Health education programs which aim to increase the understanding of CC and learn the benefits of screening had been found to be an effective method to increase screening willingness, as well as increase the likelihood of screening behaviors[35]. Previous studies had found that due to the low education level, a portion of women did not understand and/or were not willing to read the CC information booklet provided by the government. They preferred to attend free face-to-face seminars on CC prevention and control provided by health care workers, or watch relevant health promotion videos[36]. A multimedia health education program has been found to effectively improve the knowledge and awareness of CC and its screening, and also increased the uptake of screening services among adult rural women in Nigeria[37].
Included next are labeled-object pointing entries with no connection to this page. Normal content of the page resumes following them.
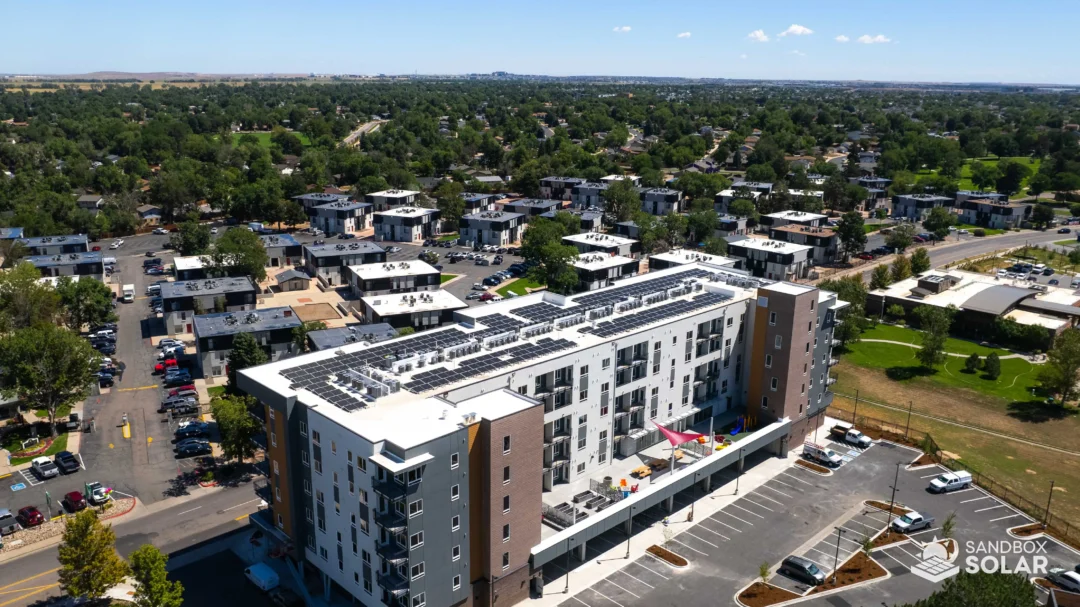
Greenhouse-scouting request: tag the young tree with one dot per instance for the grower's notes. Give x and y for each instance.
(993, 365)
(48, 366)
(85, 302)
(239, 252)
(971, 365)
(152, 585)
(89, 562)
(1058, 376)
(300, 334)
(237, 426)
(245, 353)
(880, 277)
(901, 268)
(934, 322)
(851, 233)
(920, 260)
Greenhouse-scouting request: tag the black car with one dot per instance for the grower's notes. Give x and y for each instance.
(67, 462)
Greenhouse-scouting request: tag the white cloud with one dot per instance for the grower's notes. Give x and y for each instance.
(879, 39)
(796, 29)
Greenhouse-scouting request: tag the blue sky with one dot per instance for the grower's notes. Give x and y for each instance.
(913, 40)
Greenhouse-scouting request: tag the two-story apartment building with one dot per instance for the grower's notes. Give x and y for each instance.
(271, 327)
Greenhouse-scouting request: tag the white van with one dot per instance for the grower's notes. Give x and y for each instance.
(262, 576)
(950, 482)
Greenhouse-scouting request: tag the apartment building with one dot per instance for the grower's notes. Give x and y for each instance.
(271, 327)
(406, 224)
(183, 300)
(415, 472)
(393, 277)
(391, 199)
(498, 228)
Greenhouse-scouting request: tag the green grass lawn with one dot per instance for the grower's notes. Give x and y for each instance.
(58, 445)
(518, 286)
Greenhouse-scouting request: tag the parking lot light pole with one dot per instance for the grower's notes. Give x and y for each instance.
(836, 558)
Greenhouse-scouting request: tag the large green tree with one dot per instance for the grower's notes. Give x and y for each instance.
(48, 367)
(89, 562)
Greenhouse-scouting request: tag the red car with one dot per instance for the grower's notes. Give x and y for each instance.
(160, 367)
(75, 501)
(29, 516)
(176, 391)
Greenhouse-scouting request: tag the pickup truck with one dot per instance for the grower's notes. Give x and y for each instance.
(849, 434)
(913, 522)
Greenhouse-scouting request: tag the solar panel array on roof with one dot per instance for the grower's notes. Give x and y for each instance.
(649, 315)
(484, 364)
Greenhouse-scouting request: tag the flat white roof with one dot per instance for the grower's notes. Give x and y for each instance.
(412, 302)
(773, 245)
(373, 271)
(599, 261)
(394, 193)
(684, 256)
(407, 212)
(796, 216)
(599, 240)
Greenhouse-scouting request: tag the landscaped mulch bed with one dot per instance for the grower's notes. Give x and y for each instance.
(760, 594)
(883, 506)
(859, 568)
(667, 556)
(812, 467)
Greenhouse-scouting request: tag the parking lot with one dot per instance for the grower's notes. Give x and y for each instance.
(796, 512)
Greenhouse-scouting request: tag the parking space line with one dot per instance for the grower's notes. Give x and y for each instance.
(729, 526)
(693, 549)
(701, 540)
(605, 596)
(651, 571)
(744, 510)
(635, 595)
(1010, 516)
(635, 578)
(778, 490)
(702, 525)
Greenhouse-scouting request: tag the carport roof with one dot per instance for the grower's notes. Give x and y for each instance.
(997, 299)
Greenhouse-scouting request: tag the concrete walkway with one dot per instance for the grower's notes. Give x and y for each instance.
(1035, 360)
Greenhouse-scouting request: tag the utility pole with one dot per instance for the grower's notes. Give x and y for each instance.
(892, 500)
(1045, 517)
(836, 558)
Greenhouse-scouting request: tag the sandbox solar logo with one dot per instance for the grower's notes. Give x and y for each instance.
(934, 565)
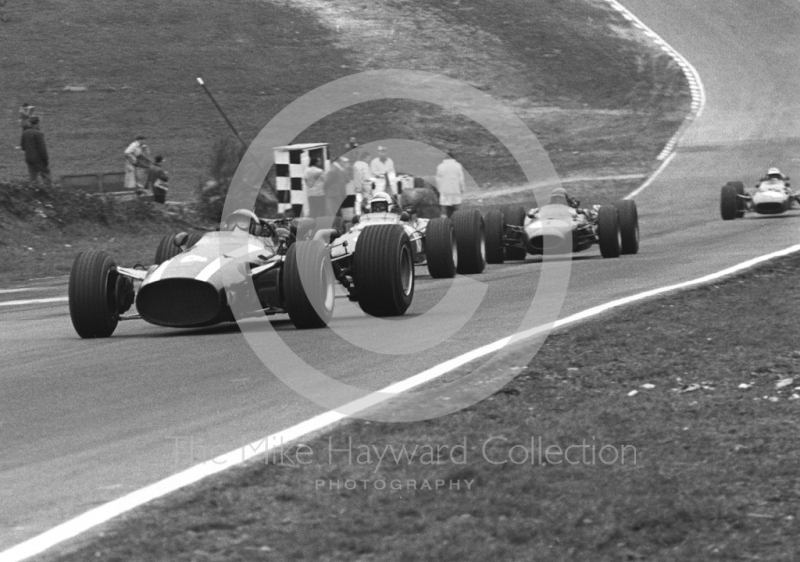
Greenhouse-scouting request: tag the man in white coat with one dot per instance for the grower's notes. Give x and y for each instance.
(137, 162)
(450, 183)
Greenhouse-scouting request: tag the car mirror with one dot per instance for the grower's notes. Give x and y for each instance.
(180, 239)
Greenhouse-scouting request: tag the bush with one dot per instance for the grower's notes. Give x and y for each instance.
(64, 206)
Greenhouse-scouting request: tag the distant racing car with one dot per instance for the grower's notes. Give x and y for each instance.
(560, 228)
(396, 240)
(772, 195)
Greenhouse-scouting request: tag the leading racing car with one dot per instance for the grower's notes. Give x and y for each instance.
(196, 280)
(562, 226)
(772, 195)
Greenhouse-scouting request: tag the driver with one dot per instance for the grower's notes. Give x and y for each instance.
(243, 220)
(559, 197)
(381, 203)
(774, 174)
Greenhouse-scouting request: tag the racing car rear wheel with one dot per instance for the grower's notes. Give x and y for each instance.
(471, 241)
(383, 270)
(193, 239)
(728, 204)
(166, 249)
(495, 229)
(309, 284)
(628, 226)
(740, 202)
(515, 216)
(94, 302)
(608, 231)
(440, 248)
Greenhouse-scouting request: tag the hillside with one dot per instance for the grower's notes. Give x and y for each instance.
(600, 99)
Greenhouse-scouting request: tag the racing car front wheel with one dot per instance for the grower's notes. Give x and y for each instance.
(471, 241)
(166, 249)
(495, 230)
(440, 248)
(728, 203)
(608, 231)
(96, 294)
(740, 201)
(383, 270)
(309, 284)
(628, 226)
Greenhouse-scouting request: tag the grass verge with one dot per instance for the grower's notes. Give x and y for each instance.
(666, 431)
There were also some shortcomings in our study. First, we only selected counties/districts in Liaoning Province, this might make our extrapolation of results have a certain regional limitation. Nevertheless, we randomly selected 9 counties/districts in Liaoning Province, and grouped them according to different regions and different levels of economic development, which could fully reflect the situation of different people participating in cervical cancer screening and their willingness in the local regions, and could provide a certain reference basis for research in other regions. Second, in European countries, according to the questionnaire, there were large variations in cervical cancer screening policies, and the key organizational elements of the plan were also insufficient[38]. Compared to the research contents in European countries, our research paid too much attention to the common factors of the screening women, and did not involve the minimum requirements, the fairness and accessibility of the cervical cancer screening. We will further explore the relevant contents in the future study.
Conclusion
CC screening is an effective way to reduce the incidence and mortality rate of CC. It is imperative to improve the proportion of screening of CC in China. Our study found both proportion of screening and willingness were at a low level, and age, economic and regional factors were the main factors for implementation of CC screening in China. In the future, in order to improve the proportion of screening of CC, targeted policies should be formulated according to the characteristics of different groups of people, for example health education strategies, and reduce the gap in the current health service capacity between different regions.
Acknowledgements
Not applicable.
Declarations
Competing interests
The authors declare that they have no competing interests.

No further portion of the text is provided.